Catholic teaching on the proper response to the pain and suffering of someone who is terminally ill is really quite simple. We know that nothing can be done with the intention of ending the life of a human being, no matter what the level of pain or the estimate time left prior to death occurring.However there is nothing to prevent comfort care for that person including medication to relieve pain and suffering. Ethical pain relief treatment is not wrong while the use of palliative care for the purpose of ending someone’s life is killing and a mortal sin.

The Church therefore does NOT mandate that a patient must endure excruciating pain but at the same time mandates respect for that person’s life including nothing being done to prematurely end that person’s life.

On the subject of Christ’s death, you are totally incorrect. It is hard to imagine that you would compare the sufferings of Christ with those of a human being who is not the Son of God, is a sinner by virtue of being born with original sin and does have the ability to avail himself of treatments designed to alleviate suffering.
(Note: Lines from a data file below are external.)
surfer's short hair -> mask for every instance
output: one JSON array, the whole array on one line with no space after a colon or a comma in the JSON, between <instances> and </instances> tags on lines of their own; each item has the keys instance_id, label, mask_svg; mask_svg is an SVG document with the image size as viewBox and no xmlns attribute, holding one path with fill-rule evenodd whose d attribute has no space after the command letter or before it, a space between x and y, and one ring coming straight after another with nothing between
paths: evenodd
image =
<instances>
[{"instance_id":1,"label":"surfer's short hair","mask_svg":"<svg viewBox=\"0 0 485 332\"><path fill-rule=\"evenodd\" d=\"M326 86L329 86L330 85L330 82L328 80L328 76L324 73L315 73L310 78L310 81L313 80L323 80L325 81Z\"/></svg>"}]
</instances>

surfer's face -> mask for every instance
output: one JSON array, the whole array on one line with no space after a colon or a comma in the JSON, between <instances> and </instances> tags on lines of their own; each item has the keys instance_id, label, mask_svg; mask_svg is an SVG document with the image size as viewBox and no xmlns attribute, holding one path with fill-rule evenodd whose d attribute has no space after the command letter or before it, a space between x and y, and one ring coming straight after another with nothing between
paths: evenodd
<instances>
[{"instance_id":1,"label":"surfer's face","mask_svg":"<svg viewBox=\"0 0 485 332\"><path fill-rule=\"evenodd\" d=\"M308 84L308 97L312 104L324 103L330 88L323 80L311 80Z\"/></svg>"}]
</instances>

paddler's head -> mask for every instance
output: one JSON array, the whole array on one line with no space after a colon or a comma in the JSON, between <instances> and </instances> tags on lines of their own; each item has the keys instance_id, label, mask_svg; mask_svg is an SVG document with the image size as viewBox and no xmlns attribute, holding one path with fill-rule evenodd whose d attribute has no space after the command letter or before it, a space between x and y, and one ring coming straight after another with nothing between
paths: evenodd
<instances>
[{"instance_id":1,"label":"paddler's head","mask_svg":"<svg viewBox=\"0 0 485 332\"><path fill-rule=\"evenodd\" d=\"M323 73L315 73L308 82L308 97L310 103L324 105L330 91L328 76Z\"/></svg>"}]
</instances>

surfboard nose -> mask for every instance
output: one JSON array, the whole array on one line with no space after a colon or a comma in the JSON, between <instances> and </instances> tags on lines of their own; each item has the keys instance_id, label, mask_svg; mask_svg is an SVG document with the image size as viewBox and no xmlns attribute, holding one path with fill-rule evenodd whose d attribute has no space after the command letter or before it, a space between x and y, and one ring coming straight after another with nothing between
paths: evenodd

Christ died in reparation for the sins of all men even though He himself, the Son of God, was guilty of nothing.

I suggest you think instead of this reflection by St. Francis deSales:

“When Saint Charles was dying he had the picture of the dead Christ brought to him, so that he could die happily in the thought of his Savior’s death. And this is really the remedy for all those who fear death: to think often of Him Who is our life, and never to think of one without the other. ”

Answer by Judie Brown





8 comments

  1. Dstorm00 Reply

    Remember, Christ was God AND Perfect man. He felt EVERYTHING PERFECTLY. The Roman guards were surprised he survived the scourging, let alone the crucifixion. He was alive as long as he needed to be.

  2. x Reply

    that article writes: humans who do “have the ability to avail himself of treatments designed to alleviate suffering”……not all people can avail of these treatments eg: the developing world. That said i believe we have the ability through charity and ethical medical research to bring these treatments to ease suffering to most people and that it should be our priority over enabling the suffering to die.

  3. Diyosa Reply

    What will happened to the Soul of someone who committed suicide after murdering somebody? Is there Salvation for this person?

  4. Mark Reply

    “Actually, I think I’d prefer to die by being experiencing excrutiating pain by being nailed to a cross for 3 hours rather than spend 3 months in excrutiating pain this young woman will endure.”

    Be careful what you wish for! You have no idea how cruel, brutal, unequaled was the suffering of your Savior in order to pay for your sins! Christ was blameless! Our sufferings are welldeserved because of our wretchedness! How dare you underestimate the incomparable suffering of God for love of us!

    I think it was St. Faustina who said that it is better to suffer for fifteen years on earth than spend fifteen minutes in purgatory. Relate this to the suffering of Christ which is payment for our hell…

    Be careful what you wish for…

  5. Mary Damiano Reply

    Is it then a sin (mortal or otherwise) to enter a patient into hospice, which means comfort care only???

  6. Rechtsaußen Kerl Reply

    Totally disagree. I’m a devout Catholic, and if I was diagnosed with Cancer and I knew it to be terminal. I would refuse all chemotherapy and radiotherapy, to end my life as rapidly as possible. If I had locked in syndrome or in a coma I wouldn’t think twice about the ventilator being switched off. Judie Brown what gives you the authority to speak on behalf of the Holy See?

  7. Mary Wyant Reply

    If someone chooses to go off dialysis and dies week later he had ileostomy 2010 — Massive heart attack 2011— kydney failure and then dialyysis 2013 -hospital terribe cramps from dialysis then had leg of becuse of veins etc was 86 -he asked about heaven Dr told him this was not suicide–I took him home -he died in 2 days with hospice care and me. Weloved each other so much. God Bless him !

  8. Chris Cornish Reply

    To this question I ask this. We hear of many Catholics in the Middle East suffer persecution and such that we thought not possible in this age. If one we faced with the option of denouncing the True Faith or drinking hemlock to avoid denying the Faith , where does the teaching of the Church instruct us?